Ogline’s approach to a young adult-biography hybrid is nothing short of totally brilliant. Ogline explores nearly every facet of Ben Franklin from 'Humorist and Hoaxster' to 'Founder and Framer' all of which read as seamlessly as a fiction narrative. Each page of Ben Franklin For Beginners is adorned with a delightful cast of caricatures, sketches and cartoons of our founding geek. Each illustration succeeds at keeping the reader highly engaged without losing sight of what’s important: learning something. 


— Colleen T. Reese, Geekadelphia

​

Tim Ogline has rendered a portrait of Philadelphia's First Citizen with witty illustrations and accessible prose, drawing Benjamin Franklin into a person we can get to know ever better and showing us a fresh look at a man of many great talents and even greater accomplishments. Philadelphia is justifiably proud of our favorite son and Ogline has provided a view of our favorite founder (exposing some things we thought we knew, and new insights that shed even more light) in a manner that appeals to young people as well as readers of all ages. 

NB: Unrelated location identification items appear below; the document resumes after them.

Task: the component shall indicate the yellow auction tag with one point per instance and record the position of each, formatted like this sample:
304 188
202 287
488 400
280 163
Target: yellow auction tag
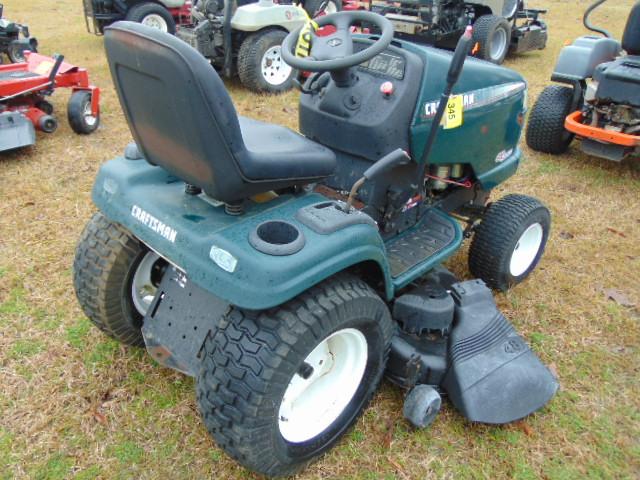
44 68
453 114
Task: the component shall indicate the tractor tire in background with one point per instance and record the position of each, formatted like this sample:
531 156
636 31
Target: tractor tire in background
152 15
545 129
326 7
493 36
279 387
115 277
510 240
79 114
260 64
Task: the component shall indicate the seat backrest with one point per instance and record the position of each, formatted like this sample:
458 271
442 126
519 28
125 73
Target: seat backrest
177 108
631 37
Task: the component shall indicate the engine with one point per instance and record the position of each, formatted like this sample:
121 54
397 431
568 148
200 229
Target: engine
612 99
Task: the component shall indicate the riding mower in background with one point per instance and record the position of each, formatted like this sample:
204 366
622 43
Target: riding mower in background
161 14
24 109
601 104
246 42
15 39
286 272
167 15
499 26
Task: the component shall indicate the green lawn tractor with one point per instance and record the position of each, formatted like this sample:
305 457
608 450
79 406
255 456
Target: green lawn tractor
287 272
499 26
15 39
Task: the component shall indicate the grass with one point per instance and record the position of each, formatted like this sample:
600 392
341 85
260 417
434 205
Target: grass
74 404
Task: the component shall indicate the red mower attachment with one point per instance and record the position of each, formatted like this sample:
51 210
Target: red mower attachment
23 105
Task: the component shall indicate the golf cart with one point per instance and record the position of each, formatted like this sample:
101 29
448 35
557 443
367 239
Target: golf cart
286 272
600 99
246 42
499 26
15 39
165 15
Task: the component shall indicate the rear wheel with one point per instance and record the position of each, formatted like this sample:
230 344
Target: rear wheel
260 64
510 240
80 114
295 378
493 36
545 130
152 15
115 277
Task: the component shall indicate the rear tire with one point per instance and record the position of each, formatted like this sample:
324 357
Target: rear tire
256 363
152 15
106 262
545 130
510 240
79 114
493 34
260 65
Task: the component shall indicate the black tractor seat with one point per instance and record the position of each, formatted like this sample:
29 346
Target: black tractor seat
183 120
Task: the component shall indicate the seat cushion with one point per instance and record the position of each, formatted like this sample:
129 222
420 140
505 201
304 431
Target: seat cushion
274 152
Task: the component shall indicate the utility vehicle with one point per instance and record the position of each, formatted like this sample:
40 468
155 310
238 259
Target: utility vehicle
599 101
287 271
500 26
24 88
166 15
15 39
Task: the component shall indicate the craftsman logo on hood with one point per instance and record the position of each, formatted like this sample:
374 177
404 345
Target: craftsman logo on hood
478 98
154 224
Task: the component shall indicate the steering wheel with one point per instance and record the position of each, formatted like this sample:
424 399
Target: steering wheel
335 52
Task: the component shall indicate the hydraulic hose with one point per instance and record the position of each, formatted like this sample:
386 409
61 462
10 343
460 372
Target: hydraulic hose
587 23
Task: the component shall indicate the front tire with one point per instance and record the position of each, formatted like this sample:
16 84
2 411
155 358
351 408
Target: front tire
114 276
152 15
260 64
545 130
493 35
278 388
510 240
80 115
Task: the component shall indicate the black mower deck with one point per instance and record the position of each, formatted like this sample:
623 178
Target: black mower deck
433 235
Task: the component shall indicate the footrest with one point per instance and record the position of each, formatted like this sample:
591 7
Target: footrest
435 234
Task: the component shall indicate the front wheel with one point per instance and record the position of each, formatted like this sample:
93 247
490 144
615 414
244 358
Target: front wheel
152 15
260 64
545 129
115 277
80 114
510 240
293 379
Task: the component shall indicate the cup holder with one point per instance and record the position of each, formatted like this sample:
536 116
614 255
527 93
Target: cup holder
277 237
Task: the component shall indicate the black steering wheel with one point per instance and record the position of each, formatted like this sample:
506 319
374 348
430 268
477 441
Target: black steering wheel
335 52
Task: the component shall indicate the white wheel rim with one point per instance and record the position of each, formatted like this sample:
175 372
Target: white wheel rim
309 406
89 118
498 44
142 288
154 20
526 249
330 8
274 70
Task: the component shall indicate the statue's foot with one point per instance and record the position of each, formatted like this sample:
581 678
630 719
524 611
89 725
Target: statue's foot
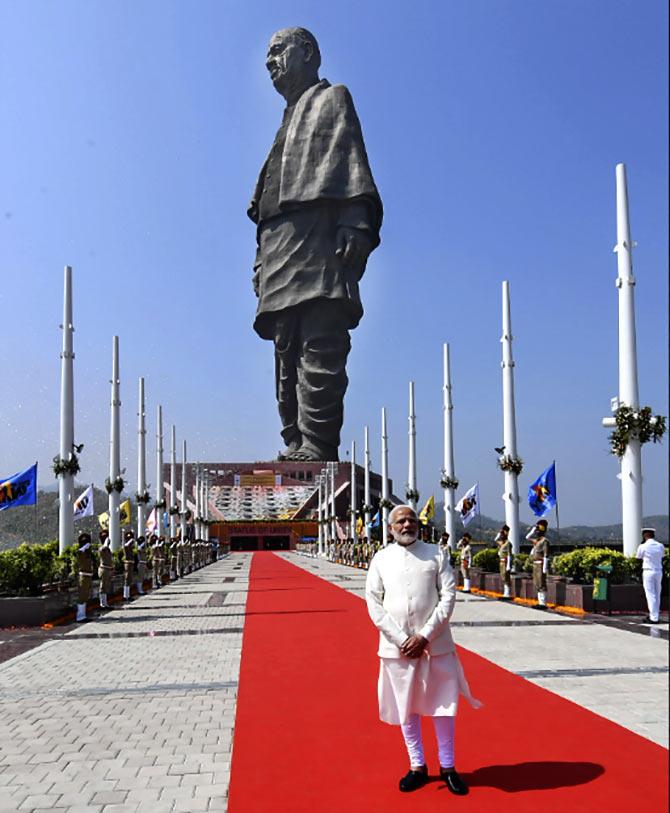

— Sam Katz, Philadelphia: The Great Experiment, Executive Producer at History Making Productions

​

In this highly readable offering, Ogline emphasizes that Franklin was an ingenious generalist. Organized in chapters that highlight Franklin’s career as a printer, writer, humorist, inventor, statesman, and founder of a nation, the wide and varied world of Franklin is open to see. Ogline’s illustrations enhance the text with caricaturelike depictions of Franklin flying the kite for the electricity experiment, playing the glass armonica, and perpetrating the hoax on Titan Leeds. Another graphic novel–like sequence shows Franklin’s famous bout with gout. Each chapter begins with a sketch of a public sculpture of Franklin that gives the reader a perfect image of Franklin as a wildly inventive person who was interested in just about everything. Pair this with Russell Freedman’s book Becoming Ben Franklin (2013). Grades 6-9.